Tucson this month
Tucson made this story more real in June 2026. TEP said the second phase of Roadrunner Reserve started service in mid-June. That pushed the utility to 550 megawatts of battery storage, up from 50 megawatts a year earlier. TEP also said in March 2026 that its first home battery reward season already cut demand by 1.3 megawatts across eight events. In plain words, Tucson is now using both very large batteries and some home batteries to get through hard summer hours. That makes this a real homeowner story, not a far-off test.
Battery pay basics
TEP says a typical battery can earn about $360 per season, or up to $720 per year. The utility says customers are paid $120 per kilowatt, averaged over all events in a summer or winter season. TEP also says events are pre-scheduled, may last one to four hours, and can happen on weekdays, weekends, or holidays. The battery must be on the qualifying list. Your TEP account name and service address must match the battery record. TEP says approval can take two to four weeks. This is useful money, but it is not instant and it is not for every battery.
Export math
The battery pay does not make weak solar math go away. TEP says the Resource Comparison Proxy, or RCP, is used to calculate compensation for extra power from private rooftop solar systems. The page also says customers keep the export rate in place when they asked for interconnection for up to 10 years. But the same page still shows a posted rate period ending September 30, 2025. That is a good warning for 2026 shoppers. Ask the installer to show the exact current export rate and price plan used in your quote today. Then ask three simple things. How much solar will you use in the house?

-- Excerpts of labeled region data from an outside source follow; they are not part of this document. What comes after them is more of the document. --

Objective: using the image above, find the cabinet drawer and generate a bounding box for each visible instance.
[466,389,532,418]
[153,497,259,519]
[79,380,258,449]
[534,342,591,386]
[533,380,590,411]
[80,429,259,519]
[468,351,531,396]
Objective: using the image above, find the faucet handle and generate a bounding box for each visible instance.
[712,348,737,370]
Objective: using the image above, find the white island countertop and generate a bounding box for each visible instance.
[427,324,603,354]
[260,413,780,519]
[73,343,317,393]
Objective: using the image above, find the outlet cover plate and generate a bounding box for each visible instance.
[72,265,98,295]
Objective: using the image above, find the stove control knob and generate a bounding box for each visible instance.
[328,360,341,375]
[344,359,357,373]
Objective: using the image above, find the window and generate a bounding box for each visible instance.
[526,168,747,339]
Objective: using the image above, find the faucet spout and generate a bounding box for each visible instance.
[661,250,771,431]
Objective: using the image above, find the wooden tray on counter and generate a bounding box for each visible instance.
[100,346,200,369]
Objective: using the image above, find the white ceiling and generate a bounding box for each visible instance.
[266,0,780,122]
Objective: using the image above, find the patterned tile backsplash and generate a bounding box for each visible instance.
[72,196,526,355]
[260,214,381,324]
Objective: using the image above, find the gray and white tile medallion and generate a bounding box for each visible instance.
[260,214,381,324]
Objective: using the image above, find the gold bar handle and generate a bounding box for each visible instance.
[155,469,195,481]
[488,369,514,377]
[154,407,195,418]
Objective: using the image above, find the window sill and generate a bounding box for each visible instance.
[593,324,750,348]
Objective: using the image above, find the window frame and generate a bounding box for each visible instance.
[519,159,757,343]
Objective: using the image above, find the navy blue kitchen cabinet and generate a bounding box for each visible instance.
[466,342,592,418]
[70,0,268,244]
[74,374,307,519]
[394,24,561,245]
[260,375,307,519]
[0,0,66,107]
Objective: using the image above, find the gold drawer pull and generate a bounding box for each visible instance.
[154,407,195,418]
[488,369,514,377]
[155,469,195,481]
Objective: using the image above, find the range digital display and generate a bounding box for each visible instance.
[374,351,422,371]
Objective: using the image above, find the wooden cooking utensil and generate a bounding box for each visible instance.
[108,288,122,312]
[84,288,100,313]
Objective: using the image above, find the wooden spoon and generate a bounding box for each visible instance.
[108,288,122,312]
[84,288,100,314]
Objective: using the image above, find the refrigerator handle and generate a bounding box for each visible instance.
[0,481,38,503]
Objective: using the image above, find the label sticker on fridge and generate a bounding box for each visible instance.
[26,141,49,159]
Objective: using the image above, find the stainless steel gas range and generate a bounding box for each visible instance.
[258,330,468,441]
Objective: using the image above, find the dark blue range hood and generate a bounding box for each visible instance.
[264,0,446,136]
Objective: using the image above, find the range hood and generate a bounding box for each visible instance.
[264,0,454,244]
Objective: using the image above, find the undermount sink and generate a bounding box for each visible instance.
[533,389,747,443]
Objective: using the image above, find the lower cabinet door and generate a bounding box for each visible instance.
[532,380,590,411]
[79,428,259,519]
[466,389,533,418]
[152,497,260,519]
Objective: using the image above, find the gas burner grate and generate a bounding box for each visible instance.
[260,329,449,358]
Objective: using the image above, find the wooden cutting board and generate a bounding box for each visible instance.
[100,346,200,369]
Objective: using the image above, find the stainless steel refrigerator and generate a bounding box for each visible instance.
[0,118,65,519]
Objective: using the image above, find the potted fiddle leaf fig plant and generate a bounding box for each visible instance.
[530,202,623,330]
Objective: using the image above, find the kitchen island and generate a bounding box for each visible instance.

How much will the battery shift to evening? How much still goes to the grid?
Backup first
The Department of Energy says virtual power plants can link home solar and batteries to help the grid. That helps the utility, but your house still needs its own backup plan. Ask what reserve setting you control, what loads stay on, and what happens if an event comes near a monsoon outage. A battery can earn grid money and still be too small for your fridge, internet, lights, and one cooling plan. Ask for one case that shows bill savings and another case that shows outage runtime.
Before you sign
Ask if your battery brand is on TEP's qualifying list. Ask who files the interconnection paperwork and who fixes a rejection. Ask what export rate and pricing plan the quote uses right now, not last year. Ask how many summer and winter events your battery may see. Ask how fast the battery can recharge after an event. Ask for one price with no federal homeowner tax credit. The IRS says the Residential Clean Energy Credit is not available for property placed in service after December 31, 2025. If the seller cannot answer those questions in plain words, keep shopping.